Tony Maretic - CFO, Secretary, and Treasurer
The number of shares redeemed with the overallotment option?
Wilkes Graham - Analyst
Yes.
Tony Maretic - CFO, Secretary, and Treasurer
Yes. So the total overallotment option, I believe, was 512,000 shares.
Wilkes Graham - Analyst
Okay.
Tony Maretic - CFO, Secretary, and Treasurer
Just under 15% of the offering.
Wilkes Graham - Analyst
So all of it was used? All of the overallotment was used?
Tony Maretic - CFO, Secretary, and Treasurer
The entire balance of the overallotment was used to buy out the common units that were previously owned by the Second City group. Correct.
Wilkes Graham - Analyst
Okay, okay. And then, just as you spoke about recurring CapEx, and as I look at page 19 of the supplemental, is it sort of a fair run rate to use that number, at least on the existing portfolio, if we maybe exclude the chiller cost you referenced?
Tony Maretic - CFO, Secretary, and Treasurer
Yes. That is a fair assumption. That is why we tried to highlight it for you. It was a bit unusual amount, and so by excluding that, it gives you sort of a more accurate run rate. Correct.
Wilkes Graham - Analyst
Okay. Thank you.
Operator
(Operator Instructions) If there are no more questions, I will turn it back to Mr. Farrar to wrap up. But I do see that there is a follow-up question, so I'll connect Craig Kucera of Wunderlich for that follow-up. Please go ahead.
Craig Kucera - Analyst
I had one final question on the Logan acquisition this quarter. Obviously you've got a big -- you're looking at $18 in place, $23 market. What are the -- what's sort of the lease expiration schedule on that? Is a lot of that going to roll over in the next year or two? Or is this sort of staggered over a longer period of time?

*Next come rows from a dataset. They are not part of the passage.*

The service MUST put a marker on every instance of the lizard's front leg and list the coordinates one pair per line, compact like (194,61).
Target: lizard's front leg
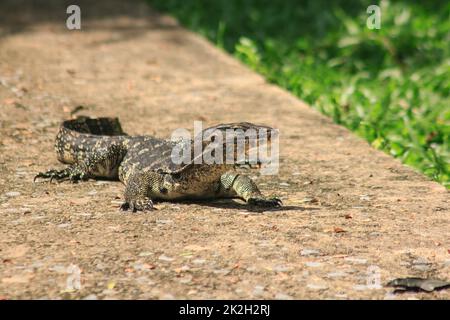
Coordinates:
(139,188)
(240,186)
(102,163)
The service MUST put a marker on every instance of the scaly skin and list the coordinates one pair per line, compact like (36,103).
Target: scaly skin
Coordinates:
(98,148)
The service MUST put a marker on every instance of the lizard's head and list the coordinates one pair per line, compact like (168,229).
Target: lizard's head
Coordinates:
(241,143)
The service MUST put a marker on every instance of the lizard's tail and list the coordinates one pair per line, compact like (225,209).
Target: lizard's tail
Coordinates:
(77,137)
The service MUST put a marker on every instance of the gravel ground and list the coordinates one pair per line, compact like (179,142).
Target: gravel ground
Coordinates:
(351,213)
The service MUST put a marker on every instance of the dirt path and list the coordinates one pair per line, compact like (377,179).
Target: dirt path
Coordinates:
(349,209)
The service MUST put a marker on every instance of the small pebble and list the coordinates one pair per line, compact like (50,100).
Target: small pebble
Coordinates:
(258,290)
(313,264)
(165,258)
(309,252)
(356,260)
(12,194)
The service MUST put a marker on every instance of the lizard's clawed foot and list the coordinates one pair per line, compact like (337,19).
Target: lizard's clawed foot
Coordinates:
(138,205)
(265,202)
(72,174)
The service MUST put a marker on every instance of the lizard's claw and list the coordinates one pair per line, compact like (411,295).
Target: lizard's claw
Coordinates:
(138,205)
(265,202)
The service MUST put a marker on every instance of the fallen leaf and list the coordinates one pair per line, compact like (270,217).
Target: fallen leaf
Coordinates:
(18,279)
(111,285)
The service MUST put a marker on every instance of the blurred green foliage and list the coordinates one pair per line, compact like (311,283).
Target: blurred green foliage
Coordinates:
(390,86)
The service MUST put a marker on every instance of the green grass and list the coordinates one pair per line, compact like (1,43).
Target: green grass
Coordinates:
(390,86)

Jamie Farrar - CEO and Director
Actually, Craig, if you open up the presentation that we have on the website under Investor Relations tab, we do have a rollover schedule. It is pretty well scattered and staggered over the next four to five years. So there's no real major near-term roll. It's pretty well staggered.
So you will see it there. So I think it's going to take a few years to really get the benefit of that roll, but it's a good, stable asset.
Craig Kucera - Analyst
Got it. Thanks.
Operator
Seeing that there are no other questions, I'll turn the call back to Mr. Farrar to wrap up the call.
Jamie Farrar - CEO and Director
Great. Thank you for joining. I'd like to conclude by stating that we remain very optimistic about our target markets and our ability to create value through both acquisitions and from the specific initiatives that I mentioned earlier.
We believe that we have a solid pipeline of acquisition opportunities and are positioned to create substantial value in 2015. Thank you for joining today, and we look forward to communicating our progress with you.
Operator
The conference has ended. You may disconnect your line at this time.